## Cell-Free Genomics: Identify Enriched Ends

#### Ruby Froom, Campbell/Darst and Rock labs at Rockefeller University

The following pipeline downsamples, calls genomic coordinates where of enriched RNA ends (5' or 3', depending on the library preparation) occur. 

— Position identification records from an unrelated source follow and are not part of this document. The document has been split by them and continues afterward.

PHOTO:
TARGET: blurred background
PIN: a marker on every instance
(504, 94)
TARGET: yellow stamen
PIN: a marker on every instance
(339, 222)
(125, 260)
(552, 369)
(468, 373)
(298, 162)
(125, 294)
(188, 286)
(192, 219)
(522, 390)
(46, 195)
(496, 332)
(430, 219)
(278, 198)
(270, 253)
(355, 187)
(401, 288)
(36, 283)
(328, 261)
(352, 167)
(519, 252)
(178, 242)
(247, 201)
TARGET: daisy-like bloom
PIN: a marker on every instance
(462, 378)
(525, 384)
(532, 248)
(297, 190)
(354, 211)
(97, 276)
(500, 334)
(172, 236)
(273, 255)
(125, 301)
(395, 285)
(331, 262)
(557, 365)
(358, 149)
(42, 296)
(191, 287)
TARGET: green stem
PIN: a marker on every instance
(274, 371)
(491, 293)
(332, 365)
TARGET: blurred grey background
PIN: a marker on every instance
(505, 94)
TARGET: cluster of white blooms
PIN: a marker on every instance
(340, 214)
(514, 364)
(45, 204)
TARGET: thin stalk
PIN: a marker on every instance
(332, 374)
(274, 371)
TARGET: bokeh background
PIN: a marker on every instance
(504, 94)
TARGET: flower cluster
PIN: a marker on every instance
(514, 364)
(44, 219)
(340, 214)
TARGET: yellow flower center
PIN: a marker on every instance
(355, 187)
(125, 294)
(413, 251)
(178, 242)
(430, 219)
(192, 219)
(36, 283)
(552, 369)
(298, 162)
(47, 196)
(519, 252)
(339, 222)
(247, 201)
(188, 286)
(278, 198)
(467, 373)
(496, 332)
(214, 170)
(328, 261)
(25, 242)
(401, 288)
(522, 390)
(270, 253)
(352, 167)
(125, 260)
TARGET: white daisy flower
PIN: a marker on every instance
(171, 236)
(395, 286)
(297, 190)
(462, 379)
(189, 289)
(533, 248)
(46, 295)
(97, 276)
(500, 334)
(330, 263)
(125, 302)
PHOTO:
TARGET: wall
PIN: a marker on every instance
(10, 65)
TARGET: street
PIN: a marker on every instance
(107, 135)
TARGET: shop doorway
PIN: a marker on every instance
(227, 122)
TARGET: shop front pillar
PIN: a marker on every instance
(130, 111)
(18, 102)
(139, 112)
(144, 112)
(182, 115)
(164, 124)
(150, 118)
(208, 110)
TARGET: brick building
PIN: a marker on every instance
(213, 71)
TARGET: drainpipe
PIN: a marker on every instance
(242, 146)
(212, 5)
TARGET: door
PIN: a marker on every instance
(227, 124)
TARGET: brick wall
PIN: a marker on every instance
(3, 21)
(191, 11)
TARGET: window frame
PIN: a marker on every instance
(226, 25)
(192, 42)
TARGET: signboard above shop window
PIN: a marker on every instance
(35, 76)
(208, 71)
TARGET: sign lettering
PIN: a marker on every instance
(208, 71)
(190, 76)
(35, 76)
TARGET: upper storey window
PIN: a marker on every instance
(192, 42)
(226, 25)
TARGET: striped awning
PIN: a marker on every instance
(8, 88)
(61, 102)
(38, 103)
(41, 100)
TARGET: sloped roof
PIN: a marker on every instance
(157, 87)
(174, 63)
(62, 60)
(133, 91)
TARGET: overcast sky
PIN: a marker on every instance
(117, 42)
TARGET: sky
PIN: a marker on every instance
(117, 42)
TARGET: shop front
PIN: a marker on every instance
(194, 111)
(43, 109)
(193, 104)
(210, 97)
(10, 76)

Other notebooks in `darst-campbell-lab` Github contain 5' or 3' end-specific interactive workflows for filtering of these coordinates, motif searching, and sequence-feature annotation. 
The goal of these notebooks is to reveal *cis* (promoter features for 5' ends; RNA structure and elemental pauses for 3' ends) and *trans* (TF binding regions) determinants of transcription regulation.

## Modules and functions

In [28]:
import subprocess, time
import pandas as pd
import numpy as np
import csv
from os import listdir
from os.path import exists
import scipy
from statsmodels.stats.multitest import fdrcorrection

In [29]:
# written by Peter Culviner, PhD to enable command-line access through Jupyter
def quickshell(command, print_output=True, output_path=None, return_output=False):
    process_output = subprocess.run(command, shell=True, stdout=subprocess.PIPE, stderr=subprocess.PIPE)
    stdout = process_output.stdout.decode('utf-8')
    stderr = process_output.stderr.decode('utf-8')
    output_string = f'STDOUT:\n{stdout}\nSTDERR:\n{stderr}\n'
    if print_output:
        print('$ ' + command)
        print(output_string)
    if output_path is not None:
        with open(output_path, 'w') as f:
            f.write(output_string)
    if return_output:
        return stdout, stderr

Inputs for directory creation and pointing to files. 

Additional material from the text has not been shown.